Last year, another study conducted by Yale-NUS College personnel found that approximately 26% of seafood in Singapore supermarkets is mislabeled.
Another study by researchers from the National University of Singapore (NUS) in 2018 revealed that there were endangered shark species that were marketed as “shark fins” in Singapore.
Basically, don’t trust everything that you see blindly. You might not even know for sure if that bowl of shark’s fin soup that you just drank contained actual shark’s fin or not.
Repercussions of Vague Labelling
Mr French, who is a graduating student majoring in environmental studies at Yale-NUS College, brought up the issue of labelling in ingredient lists, along with the possible negative effects that it may bring about.
“Under current regulations, vague labels such as ‘white fish’, ‘ocean fish’ or ‘white bait’ in pet food are allowed. These labels enable companies to sell mixtures of fish without specifying, or even possibly knowing, their corresponding species identities.”
He also mentioned that pet owners may react negatively to discovering that the pet food products that they have been purchasing consist of shark products.

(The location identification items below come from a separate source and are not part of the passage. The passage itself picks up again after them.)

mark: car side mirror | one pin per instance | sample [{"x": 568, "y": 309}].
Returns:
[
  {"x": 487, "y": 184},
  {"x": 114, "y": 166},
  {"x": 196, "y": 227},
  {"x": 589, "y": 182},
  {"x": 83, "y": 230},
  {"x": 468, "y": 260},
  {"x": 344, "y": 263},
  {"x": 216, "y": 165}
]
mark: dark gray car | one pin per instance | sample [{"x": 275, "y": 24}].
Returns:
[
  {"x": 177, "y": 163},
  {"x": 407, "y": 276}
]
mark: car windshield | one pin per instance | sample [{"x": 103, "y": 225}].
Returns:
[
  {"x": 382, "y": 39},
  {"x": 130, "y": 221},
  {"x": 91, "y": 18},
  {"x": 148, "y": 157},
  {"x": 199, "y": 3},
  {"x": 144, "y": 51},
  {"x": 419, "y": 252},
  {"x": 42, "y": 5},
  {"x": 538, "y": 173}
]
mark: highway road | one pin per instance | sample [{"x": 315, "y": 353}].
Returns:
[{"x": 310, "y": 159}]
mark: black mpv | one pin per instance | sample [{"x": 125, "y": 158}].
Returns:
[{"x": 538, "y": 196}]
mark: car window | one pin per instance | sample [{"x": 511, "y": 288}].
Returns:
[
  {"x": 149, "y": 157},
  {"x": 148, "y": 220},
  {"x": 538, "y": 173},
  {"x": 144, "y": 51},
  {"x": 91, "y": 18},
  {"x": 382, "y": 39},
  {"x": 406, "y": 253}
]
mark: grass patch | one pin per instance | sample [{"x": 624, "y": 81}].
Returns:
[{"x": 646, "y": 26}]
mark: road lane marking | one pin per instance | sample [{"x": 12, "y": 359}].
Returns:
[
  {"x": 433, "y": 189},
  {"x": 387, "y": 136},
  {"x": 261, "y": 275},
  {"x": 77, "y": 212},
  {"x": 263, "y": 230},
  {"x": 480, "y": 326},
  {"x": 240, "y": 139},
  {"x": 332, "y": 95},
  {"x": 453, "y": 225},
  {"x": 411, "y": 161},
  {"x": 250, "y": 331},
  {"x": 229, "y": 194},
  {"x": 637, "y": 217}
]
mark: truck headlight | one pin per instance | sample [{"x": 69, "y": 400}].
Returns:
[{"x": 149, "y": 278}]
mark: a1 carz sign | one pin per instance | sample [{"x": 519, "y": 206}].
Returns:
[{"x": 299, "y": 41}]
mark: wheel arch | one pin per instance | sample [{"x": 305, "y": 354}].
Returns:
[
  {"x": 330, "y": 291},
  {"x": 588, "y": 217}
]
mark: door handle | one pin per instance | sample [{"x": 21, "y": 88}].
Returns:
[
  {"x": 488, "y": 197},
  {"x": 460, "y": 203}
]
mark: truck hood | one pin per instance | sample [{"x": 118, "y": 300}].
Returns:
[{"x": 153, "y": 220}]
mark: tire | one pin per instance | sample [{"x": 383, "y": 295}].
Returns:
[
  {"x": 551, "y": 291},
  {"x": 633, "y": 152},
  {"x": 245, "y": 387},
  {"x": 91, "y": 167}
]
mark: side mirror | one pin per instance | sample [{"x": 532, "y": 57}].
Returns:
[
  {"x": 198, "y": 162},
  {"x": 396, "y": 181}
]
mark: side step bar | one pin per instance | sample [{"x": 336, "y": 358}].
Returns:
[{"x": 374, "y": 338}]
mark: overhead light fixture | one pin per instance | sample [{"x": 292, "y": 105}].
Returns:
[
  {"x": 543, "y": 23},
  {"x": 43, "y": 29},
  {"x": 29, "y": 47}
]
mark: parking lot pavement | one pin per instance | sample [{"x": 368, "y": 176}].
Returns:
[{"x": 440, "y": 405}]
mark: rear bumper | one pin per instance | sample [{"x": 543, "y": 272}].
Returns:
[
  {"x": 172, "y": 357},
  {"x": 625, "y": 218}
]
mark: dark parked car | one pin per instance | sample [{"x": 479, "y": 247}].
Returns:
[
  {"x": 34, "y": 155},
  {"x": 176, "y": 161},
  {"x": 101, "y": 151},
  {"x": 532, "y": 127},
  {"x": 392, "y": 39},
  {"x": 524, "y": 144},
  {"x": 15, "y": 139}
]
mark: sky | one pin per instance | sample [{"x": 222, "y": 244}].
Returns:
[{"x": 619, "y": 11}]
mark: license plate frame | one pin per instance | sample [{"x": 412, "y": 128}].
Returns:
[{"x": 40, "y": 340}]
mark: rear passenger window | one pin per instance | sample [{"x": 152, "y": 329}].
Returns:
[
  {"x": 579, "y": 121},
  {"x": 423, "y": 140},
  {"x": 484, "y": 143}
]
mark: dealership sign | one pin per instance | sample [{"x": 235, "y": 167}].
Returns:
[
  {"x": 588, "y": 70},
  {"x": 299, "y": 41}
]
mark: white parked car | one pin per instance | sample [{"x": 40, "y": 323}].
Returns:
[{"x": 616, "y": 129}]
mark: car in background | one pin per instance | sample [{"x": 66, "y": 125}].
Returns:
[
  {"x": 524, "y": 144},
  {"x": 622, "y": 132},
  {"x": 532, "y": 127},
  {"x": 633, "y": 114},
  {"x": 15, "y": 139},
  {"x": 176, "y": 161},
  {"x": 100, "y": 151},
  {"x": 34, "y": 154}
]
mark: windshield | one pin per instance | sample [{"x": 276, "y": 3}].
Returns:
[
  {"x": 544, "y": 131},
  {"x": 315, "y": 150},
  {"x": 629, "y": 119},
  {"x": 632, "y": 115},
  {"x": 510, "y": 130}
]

“The majority of pet owners are likely lovers of nature, and we think most would be alarmed to discover that they could be unknowingly contributing to the overfishing of shark populations,” he commented.
Additionally, the presence of shark content in pet food products may be unhealthy for our pets.
This is due to how it has been proven that sharks generally possess high levels of mercury, which Mr French highlighted.
Even though there is still no scientific evidence that proves that shark meat has a detrimental effect on pets’ health, it is possible that overconsumption of products that include shark meat may lead to mercury poisoning for cats and dogs.
So keep your eyes peeled, because you definitely don’t want food to be the reason why your furry friends get into any health troubles.